Ich hab letztens eine 3.5" 1TB für 50 Euro bekommen.
Nur bitte sichere deine Daten nicht auf einem USB-Stick wie jemand in meiner Verwandschaft.
Da haben sich inzwischen 5 USB-Sticks angesammelt.

Bevor du aber den Rechner platt machst dann sag vorher bescheid dann können wir dir noch sagen was du neben deinen normalen Daten noch so sichern solltest um das Win XP dannach so benutzen zu können wie jetzt.

Viele Grüße


----------



## Birgit (14. Juli 2010)

Hallo Jan-Frederik Stieler, 
hallo Johannes7146 !

Wie gesagt, jetzt werde ich mir mal überlegen welche der vielen Möglichkeiten ich nehme.

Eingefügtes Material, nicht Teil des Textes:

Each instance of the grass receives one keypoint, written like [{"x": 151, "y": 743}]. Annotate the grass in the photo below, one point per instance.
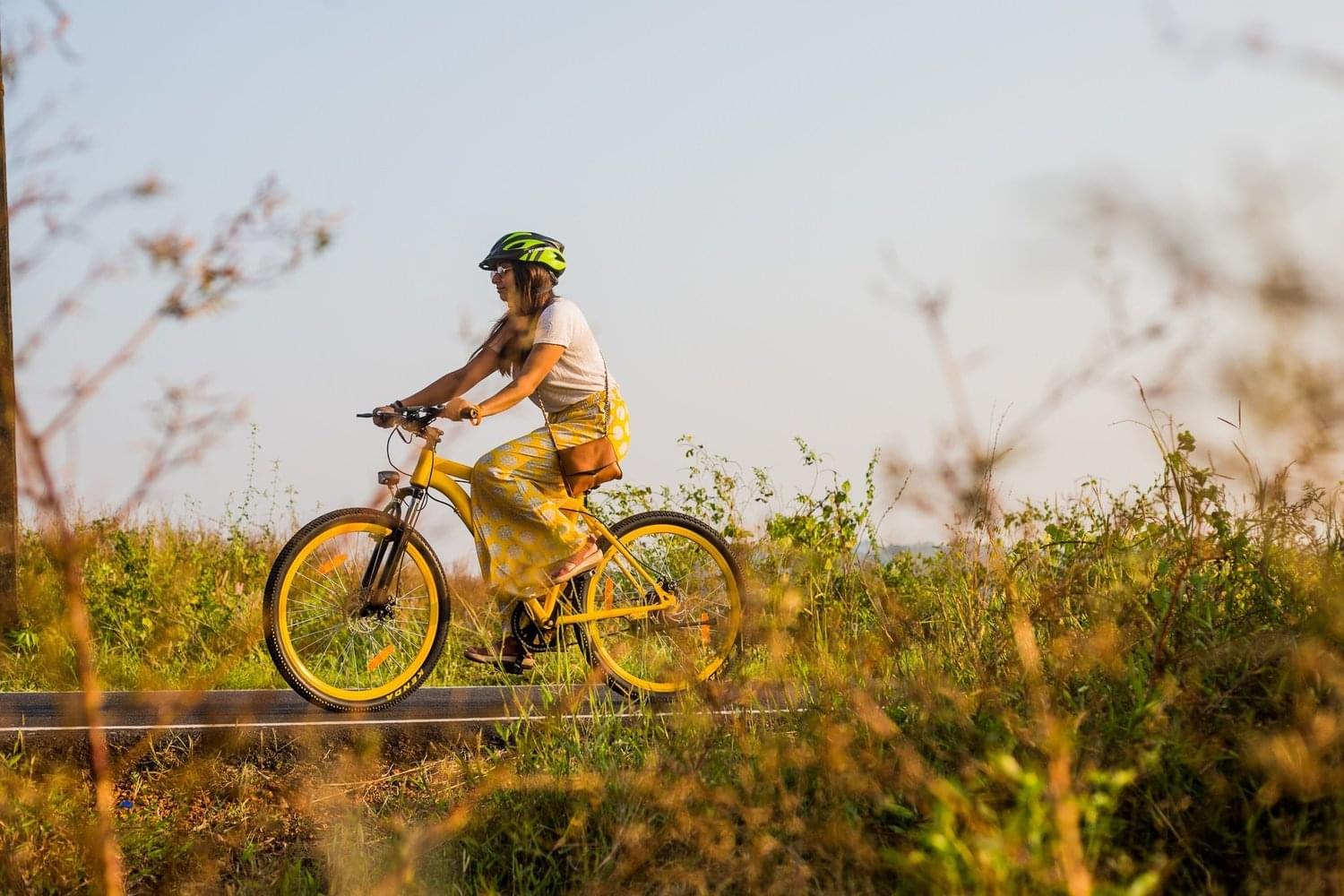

Ich danke Euch (allen) für die Hilfe und die Ratschläge und melde mich hier  ggf. wieder,  wenn ich in der Sache nochmal Hilfe brauche.


----------



## BirgitC (15. August 2010)

Hallo allerseits,

ich habe nochmal eine Frage und zwar möchte ich mir einen Arbeitsspeicher dazukaufen, wie mir Bratkartoffel geraten hat.
Derzeit habe ich den Arbeitsspeicher:
-----DATARAM  DDR  256MB mit 266 MHz Taktfrequenz-------

Bei ebay habe ich einen Arbeitsspeicher mit 512MB gefunden, den würde ich mir gerne kaufen. Die Beschreibung des Verkäufers war folgendermassen:

-------512MB DDR RAM DDR266 PC2100 266 MHz PC266 512 MB NEU !!------
Artikelmerkmale - Arbeitsspeicher
Zustand: 	
Neu: Neuer, unbenutzter und unbeschädigter Artikel in nicht geöffneter Originalverpackung. Die Verpackung sollte der im Einzelhandel entsprechen. Ausnahme: Der Artikel war ursprünglich in einer Nichteinzelhandelsverpackung verpackt, z. B. unbedruckter Karton oder Plastikhülle. Weitere Einzelheiten im Angebot des Verkäufers. Alle Zustandsdefinitionen aufrufen– wird in einem neuen Fenster oder auf einer neuen Registerkarte/einem neuen Tab geöffnet... Mehr zum Thema Zustand
	Zustand: 	Neu
Marke: 	Nach Verfügbarkeit z.B. Aeneon, Qimonda, A-DATA, Trinity, Micron, Elixir, Hynix, Tyrex...	Anwendungsbereich: 	PC-Systeme
Speicherbandbreite: 	DDR-266 (PC2100)	Typ: 	DDR-SDRAM, 184PIN
Besonderheiten: 	Unbuffered, Dual Channel-fähig	Kapazität: 	512 MB



 512MB DDR RAM DDR266/333/400 PC2100-PC3200 MHz

Art.nr.: 31980880


Bild kann von Form und Farbe abweichen

Dual-Channel fähig!

Der Speicherturbo für Ihren PC!

Produktbeschreibung:

    * RAM Arbeitsspeicher von verschiedenen Herstellern
    * z.B. Aeneon, Micron, Elixir, V-DATA,...
    * Für alle Mainboards/Chipsätze geeignet!
    * Beste Qualität und Kompatibilität!
    * Dual-Channel-Fähig!
    * Bauform: DIMM
    * Speichertyp: DDR
    * maximaler Datentransfer: 3,2GB/sek.
    * Speicher: 512 MB
    * Bustakt: DDR 266 (PC2100)/DDR333 (PC2700)/DDR400 (PC3200)
    * Pin-Zahl: 184
    * 10 Jahre Herstellergarantie
    * Kompatibel zu PC3200/2700/2100 (DDR400/DDR333/DDR266) !!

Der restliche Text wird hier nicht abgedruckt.